We could go through each of the characters in this way and show how their strengths and flaws have been featured and presented in different lights, and having a fairly large cast in the show eases the pressure on analyzing any one character too deeply. Our seeming narrator, Jughead, even has his own stories to tell, as last episode proves. The title of the show is Riverdale, after all, and that’s telling. The place, of course, is a character. It’s full of mysteries even in its familiar haunts, and if the story seems to hover too long over one character or conflict, it can swiftly move on to some other interrelated side plot.
However, there change is possible in Riverdale, as we have been hearing since the first episode. Everyone looks back to the time before the previous summer, which seemed to rock things radically. To the time before Jason Blossom’s death and the time before Archie’s affair with Ms. Grundy. There was a fracture, a jump, and now we’re watching an attempt to return to the status quo playing out. An attempt that characters are beginning to realize is doomed to fail, since something dark seems to have come to Riverdale.
[**Spoilers for last week’s episode 4 below! Proceed with caution!]
Our first real, big change, in the context of this season, though, is that Ms. Grundy has left. In a surprise jump (at least for this viewer) Archie actually came to realize he needed to break off the affair. Archie felt a little unknowable when he made this decision–one minute he was madly in love, and the next sweetly departing–but at any rate, that, and a number of other factors caused Grundy to hit the road. Interestingly, as she departs, we see a hint that she may well be a weaker figure than we’ve previously seen, and that Archie might not have been as special to her as she led us to believe.
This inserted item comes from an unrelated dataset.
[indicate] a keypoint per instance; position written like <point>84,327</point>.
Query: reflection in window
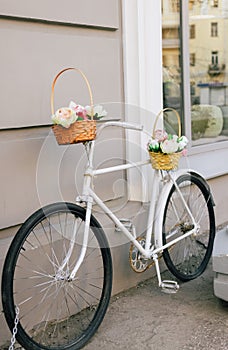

With that central drama brought to an uneasy but settled conclusion, things in Riverdale are not poised to rise, though. In fact, they seem set to go full dark. The episode is even called “Heart of Darkness”, a reference to one of the most notable works of literature to really plumb the depths of human depravity. Based on the preview for this week’s episode 5, airing on February 23rd on the CW, the stirring up of darker elements in this sleepy town is well underway. What still lurks in the darkness in Riverdale?